✂️ Query Partitioning🔗
Query partitioning is a time and space efficient way to split a query into n sub-queries, that a mutually exclusive and collectively exhaustive (MECE). The original iterable is only iterated once, and the sub-queries are lazily evaluated.
Note
Paritioning is done lazily. It does not incur any performance penalty. Thus, it can be freely used even where logic may lead to some sub-queries eventually not being consumed.
One common use case is to split a query into two sub-queries, depending on a condition. So, for example, instead of writing:
numbers = [1, 2, 3, 4, 5]
even = [x for x in numbers if x % 2 == 0]
od = [x for x in numbers if x % 2 != 0]
This is more:
- Time-efficient. The iterable is only iterated once.
- Space-efficient. Both sub-queries are lazily evaluated, so they do not materialize the iterable, thus using less memory.
- Readable. Less repetitive, more declarative.
partition()
🔗
Yields n queries, each containing the elements that match the partition index selected. Supports infinite iterables, conditioned that there are finite sequences between elements of different partitions.
Examples:
>>> from fliq import q
>>> first, second, third = q(range(10)).partition(lambda x: x % 3, n=3)
>>> first.to_list(), second.to_list(), third.to_list()
([0, 3, 6, 9], [1, 4, 7], [2, 5, 8])
>>> even, odd = q([1, 2, 3]).partition(lambda x: x % 2 == 0)
>>> even.to_list(), odd.to_list()
([1, 3], [2])
Parameters:
-
by
(Union[IndexSelector[T], Predicate[T]]
) –IndexSelector that returns partition index for each element, in the range [0, n).
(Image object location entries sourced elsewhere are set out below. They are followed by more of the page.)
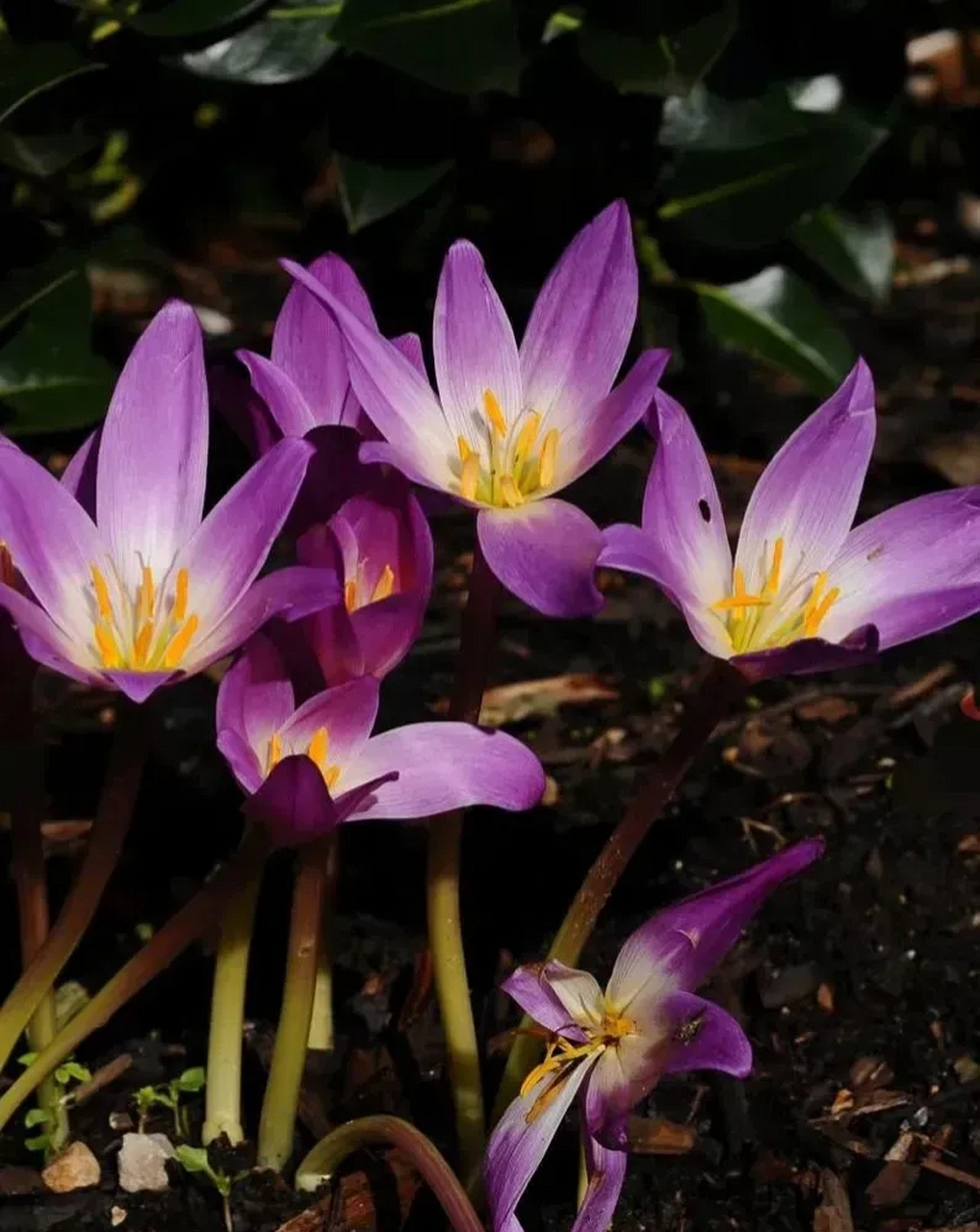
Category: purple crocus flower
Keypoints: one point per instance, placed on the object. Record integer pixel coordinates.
(310, 769)
(381, 549)
(611, 1047)
(130, 586)
(805, 592)
(512, 426)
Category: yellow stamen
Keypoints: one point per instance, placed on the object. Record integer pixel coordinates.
(549, 454)
(319, 747)
(101, 594)
(180, 601)
(493, 413)
(385, 584)
(179, 643)
(470, 477)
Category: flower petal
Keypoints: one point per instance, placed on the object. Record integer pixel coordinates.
(395, 395)
(683, 942)
(153, 451)
(582, 321)
(444, 766)
(474, 346)
(545, 552)
(592, 436)
(518, 1144)
(809, 493)
(307, 344)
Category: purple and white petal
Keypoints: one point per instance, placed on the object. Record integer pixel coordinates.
(153, 449)
(444, 766)
(582, 321)
(546, 553)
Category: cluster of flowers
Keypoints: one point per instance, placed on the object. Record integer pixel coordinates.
(115, 577)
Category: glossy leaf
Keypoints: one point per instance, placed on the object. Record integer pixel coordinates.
(369, 192)
(49, 378)
(273, 51)
(776, 317)
(857, 253)
(460, 46)
(668, 54)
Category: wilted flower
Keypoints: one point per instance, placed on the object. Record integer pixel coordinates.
(614, 1046)
(805, 592)
(512, 427)
(128, 585)
(310, 769)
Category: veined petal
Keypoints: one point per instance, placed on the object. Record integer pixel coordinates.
(591, 436)
(153, 449)
(683, 942)
(307, 344)
(447, 765)
(809, 493)
(582, 321)
(396, 397)
(545, 552)
(474, 346)
(518, 1144)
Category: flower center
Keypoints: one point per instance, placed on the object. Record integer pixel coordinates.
(317, 751)
(149, 632)
(777, 615)
(506, 466)
(562, 1055)
(356, 594)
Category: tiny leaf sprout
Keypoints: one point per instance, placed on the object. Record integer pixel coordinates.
(168, 1095)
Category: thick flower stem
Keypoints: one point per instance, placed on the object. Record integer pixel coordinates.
(443, 880)
(329, 1152)
(720, 690)
(223, 1090)
(277, 1118)
(105, 844)
(190, 923)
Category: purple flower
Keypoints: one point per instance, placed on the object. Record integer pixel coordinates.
(310, 769)
(381, 549)
(130, 586)
(805, 592)
(611, 1047)
(512, 426)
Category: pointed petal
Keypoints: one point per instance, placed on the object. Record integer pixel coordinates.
(153, 452)
(901, 570)
(444, 766)
(396, 397)
(286, 404)
(545, 553)
(589, 438)
(518, 1146)
(683, 942)
(808, 496)
(474, 346)
(582, 321)
(225, 553)
(307, 344)
(706, 1037)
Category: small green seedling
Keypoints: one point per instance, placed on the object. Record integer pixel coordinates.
(168, 1095)
(194, 1160)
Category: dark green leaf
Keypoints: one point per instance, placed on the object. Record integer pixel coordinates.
(49, 378)
(29, 68)
(184, 18)
(672, 51)
(857, 253)
(461, 46)
(276, 49)
(369, 192)
(777, 318)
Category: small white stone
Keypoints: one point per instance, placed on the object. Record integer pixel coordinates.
(142, 1162)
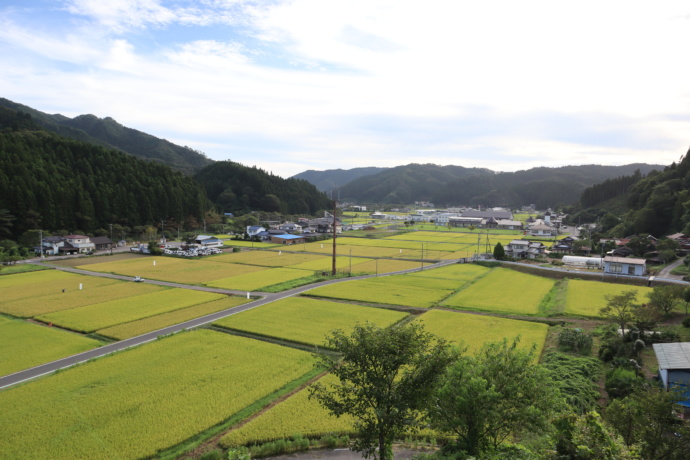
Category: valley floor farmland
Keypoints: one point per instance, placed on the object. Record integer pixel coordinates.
(203, 363)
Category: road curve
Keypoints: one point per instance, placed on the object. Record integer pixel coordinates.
(63, 363)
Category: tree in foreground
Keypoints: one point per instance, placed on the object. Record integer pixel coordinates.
(648, 418)
(387, 377)
(500, 392)
(620, 308)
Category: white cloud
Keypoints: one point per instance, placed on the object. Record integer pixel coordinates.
(322, 84)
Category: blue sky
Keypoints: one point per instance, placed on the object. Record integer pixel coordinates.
(321, 84)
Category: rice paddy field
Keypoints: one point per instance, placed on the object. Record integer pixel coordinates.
(305, 320)
(587, 298)
(297, 414)
(24, 345)
(258, 280)
(472, 331)
(173, 269)
(154, 323)
(90, 318)
(503, 291)
(382, 291)
(135, 403)
(44, 283)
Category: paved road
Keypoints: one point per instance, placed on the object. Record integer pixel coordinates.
(48, 368)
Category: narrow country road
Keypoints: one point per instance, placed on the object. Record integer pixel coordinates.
(53, 366)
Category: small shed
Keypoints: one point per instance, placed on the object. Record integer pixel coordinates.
(674, 366)
(287, 239)
(625, 266)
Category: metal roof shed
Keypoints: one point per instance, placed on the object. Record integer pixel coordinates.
(674, 366)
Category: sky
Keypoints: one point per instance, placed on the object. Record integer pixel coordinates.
(323, 84)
Or, a Predicate to be used for a binary partition (when n=2). In case of a Selector, the first query will contain the elements in partition 0, the second query will contain the elements in partition 1, and so on. In case of a Predicate, the first query will contain the elements that don't satisfy the predicate (for alignment between 0 and False as the first index).
-
n
(int
, default:2
) –Optional. The number of partitions to create. Defaults to 2. Must be positive. When n=2,
by
can also be a Predicate.
Raises:
-
ValueError
–In case the partition index is outside the range [0, n).
-
TypeError
–In case the partition index is not an integer.